The Genesis Prize Foundation and the Jewish Funders Network launched a $3.3 million matching grant program to fund an intermarried outreach initiative.
The program launched Monday in honor of 2015 Genesis Prize laureate Michael Douglas aims to foster a culture of acceptance for intermarried families in the Jewish community.
Avenues to Jewish Engagement for Intermarried Couples and their Families is expected to generate $3.3 million in funds once the matched gifts are approved, the groups said in a statement.
The focus of the program is to enhance opportunities for Jewish involvement available to intermarried Jews, their life partners and their children.
Douglas, an Academy Award-winning actor, was awarded the Genesis Prize in Jerusalem in June for his commitment to Jewish values and the Jewish people.

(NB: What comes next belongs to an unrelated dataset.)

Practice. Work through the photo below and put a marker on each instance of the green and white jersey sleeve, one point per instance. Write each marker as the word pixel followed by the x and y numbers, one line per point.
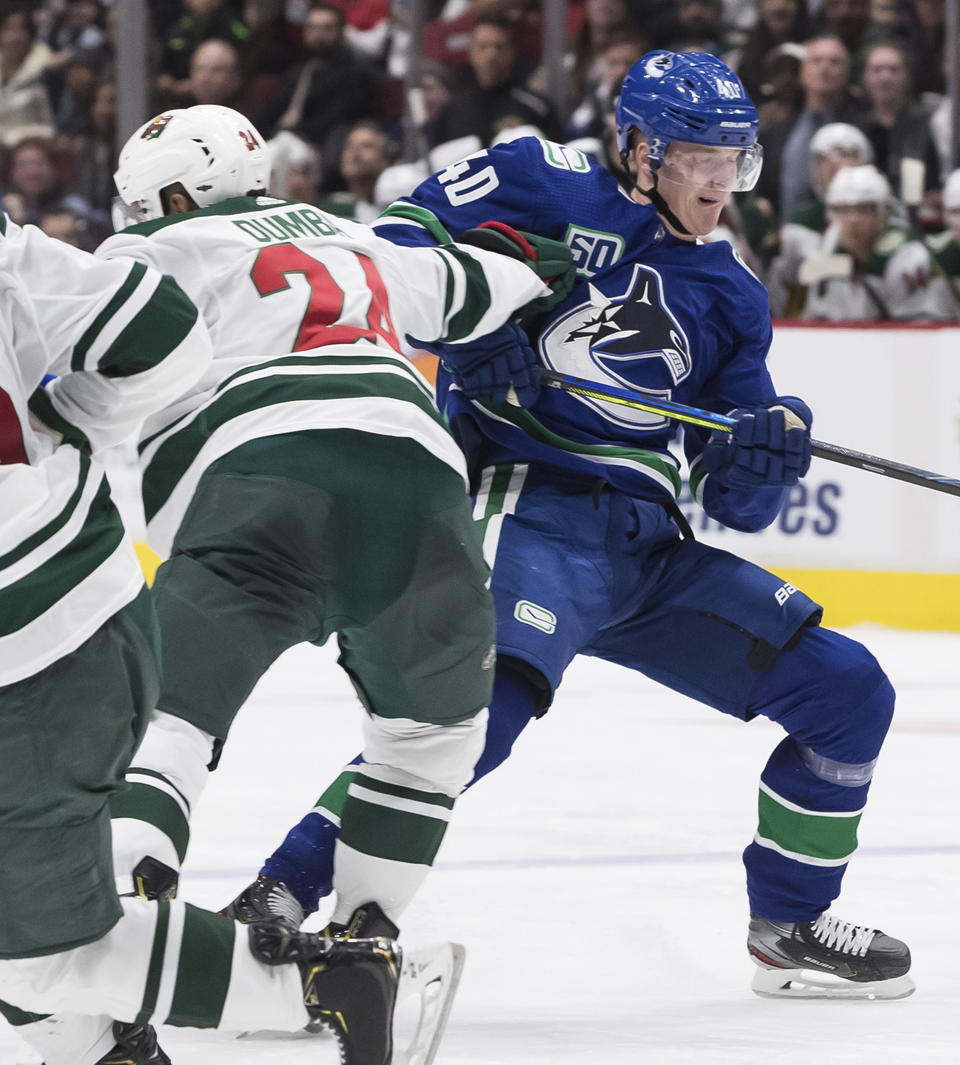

He pledged then to use the $1 million prize money to reach out to other Jews from intermarried families seeking a connection to the Jewish community, and announced grants to Hillel and the Jewish Funders Network for programs that reach out to intermarried children and couples.
“As someone who is not always welcomed in the Jewish community because my mother was not Jewish, I want to make sure that all those who desire to connect with Jewish culture and heritage have that opportunity,” Douglas said in the statement. “This fund will allow many organizations to continue, or to initiate, important work to engage intermarried couples and their children.”
Qualifying grants of $25,000 to $150,000 will be matched dollar for dollar; the total maximum match will be $150,000. An organization with a primary mission to support avenues to Jewish identity for intermarried families, their children and individuals from these families as defined by the initiative may receive grants for general operating support.